Hongkong verbietet Handelshandel mit wild gefangenen Kakadoos, ermöglicht jedoch den Umsatz von Gefangenen für Operationen, die im Rahmen des Konvents zum internationalen Handel mit gefährdeten Arten von Wildfauna und Flora oder Zitaten registriert sind. In der Stadt ist jedoch keine solche Zuchtbetrieb registriert.
Im August erhielt ein drei Monate altes Küken 14.000 Hongkong-Dollar (1.533 €) auf dem Vogelmarkt der Stadt.
Eine Umfrage 2017-2018 von Andersson fand 33 Kakadumente, die zum Verkauf angeboten wurden. Die Anzahl der seit 2005 importierten Vögel.
Andersson hat einen forensischen Test entwickelt, um zwischen denen zu unterscheiden, die in freier Wildbahn leben und in Gefangenschaft gezüchtet werden, und hofft, dass sie eines Tages auf dem Markt angewendet werden kann.

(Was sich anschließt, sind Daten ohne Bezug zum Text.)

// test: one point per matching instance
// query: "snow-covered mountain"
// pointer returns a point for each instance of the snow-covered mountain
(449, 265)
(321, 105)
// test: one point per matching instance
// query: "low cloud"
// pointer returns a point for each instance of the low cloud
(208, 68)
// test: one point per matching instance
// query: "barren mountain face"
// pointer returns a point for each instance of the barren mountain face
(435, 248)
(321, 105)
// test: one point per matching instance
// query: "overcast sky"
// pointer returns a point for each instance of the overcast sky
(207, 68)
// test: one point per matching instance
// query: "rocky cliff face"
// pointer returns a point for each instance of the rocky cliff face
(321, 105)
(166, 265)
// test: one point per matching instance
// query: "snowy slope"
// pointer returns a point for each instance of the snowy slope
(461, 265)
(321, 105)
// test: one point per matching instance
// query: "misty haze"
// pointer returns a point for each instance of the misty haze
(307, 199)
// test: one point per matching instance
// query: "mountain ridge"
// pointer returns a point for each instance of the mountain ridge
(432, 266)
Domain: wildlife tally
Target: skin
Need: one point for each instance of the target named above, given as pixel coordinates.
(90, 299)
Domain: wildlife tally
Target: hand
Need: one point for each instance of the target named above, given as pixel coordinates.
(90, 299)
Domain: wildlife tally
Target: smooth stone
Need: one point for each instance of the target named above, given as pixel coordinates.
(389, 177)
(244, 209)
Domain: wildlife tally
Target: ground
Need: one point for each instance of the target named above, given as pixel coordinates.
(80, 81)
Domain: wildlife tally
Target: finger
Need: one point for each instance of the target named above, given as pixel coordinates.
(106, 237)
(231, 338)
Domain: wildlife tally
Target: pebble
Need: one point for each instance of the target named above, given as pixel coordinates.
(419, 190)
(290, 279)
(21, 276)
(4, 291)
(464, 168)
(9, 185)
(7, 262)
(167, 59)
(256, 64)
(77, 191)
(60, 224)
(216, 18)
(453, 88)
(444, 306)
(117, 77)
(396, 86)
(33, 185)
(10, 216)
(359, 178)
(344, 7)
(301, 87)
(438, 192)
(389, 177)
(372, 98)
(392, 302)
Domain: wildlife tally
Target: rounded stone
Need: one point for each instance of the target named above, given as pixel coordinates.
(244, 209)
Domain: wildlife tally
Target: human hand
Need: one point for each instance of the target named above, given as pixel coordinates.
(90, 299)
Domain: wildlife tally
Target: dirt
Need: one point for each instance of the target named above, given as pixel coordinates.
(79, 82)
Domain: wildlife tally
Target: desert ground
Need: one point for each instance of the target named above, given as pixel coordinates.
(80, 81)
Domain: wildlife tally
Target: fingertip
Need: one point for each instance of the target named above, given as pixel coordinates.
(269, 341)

Viele Hongkonger wissen nicht, dass die Vögel kritisch gefährdet sind. Dreamy Cheung sagte, sie wusste nicht, als sie ihr Haustier Mochi im Jahr 2021 für 20.000 Hongkong -Dollar (2.191 €) kaufte. Sie war ängstlich, nachdem sie von ihrem intelligenten Status ihres intelligenten Vogels erfahren hatte, insbesondere angesichts des fehlenden Beinrings und der möglichen illegalen Herkunft.
„Es ist, als würde man das Baby eines anderen wegnehmen“, sagte sie.
In einer E -Mail -Erklärung an die Associated Press gab die Abteilung für Landwirtschaft, Fischerei und Naturschutz mit, dass die Regierung mit regelmäßigen Inspektionen auf Märkten und Geschäften den Schutz gefährdeter Arten verpflichtet sei. Es gibt in den letzten fünf Jahren keine Aufzeichnung von Kakadu -Wildering, aber es wird alle Berichte untersuchen, hieß es.
Es fügte hinzu, dass es Ratschläge zum Schutz der Vogel für alle Baumkreisläufe liefert, die sich auf wilde Vögel auswirken können.
Platz für das Koexistenz schaffen
Hongkongs Kakadoos symbolisieren, wie Menschen und Wildtiere in einer hoch urbanisierten Umgebung koexistieren können, sagte Andersson. Lokale Vögel können auch einige unterschiedliche genetische Abstammungslinien tragen, die in ihrem Heimatbereich fehlen und dazu beitragen, ihre genetische Vielfalt aufrechtzuerhalten.
„Hoffentlich kann die Bevölkerung in Hongkong dazu beitragen, diese Art vor dem Aussterben zu retten“, sagte sie.
Ihr Team plant, Kameras zu verwenden, die in den Nistkästen installiert sind, um Daten über das Reproduktionsverhalten von Kakadu zu sammeln, ein Thema, das nicht ausgiebig untersucht wurde.
Cockatoos kreischten in den oberen Zweigen eines Baumes in einem Park in der Causeway Bay Area der Stadt, als der Naturschützer Harry Wong eine mit Holz geschnittene Nistkiste installierte.
Wong hat vor einem Jahrzehnt ohne Erfolg ein ähnliches Projekt ausprobiert.
Diesmal war er aufgeregt und überrascht, wenn Cockatoos nur zwei Monate nach ihrer Installation eine Nistkiste an der Universität von Hongkong besetzen.
„Wir können kleine Dinge in der Stadt schaffen, die den Tieren, die hier leben, mit uns koexistieren können“, sagte er.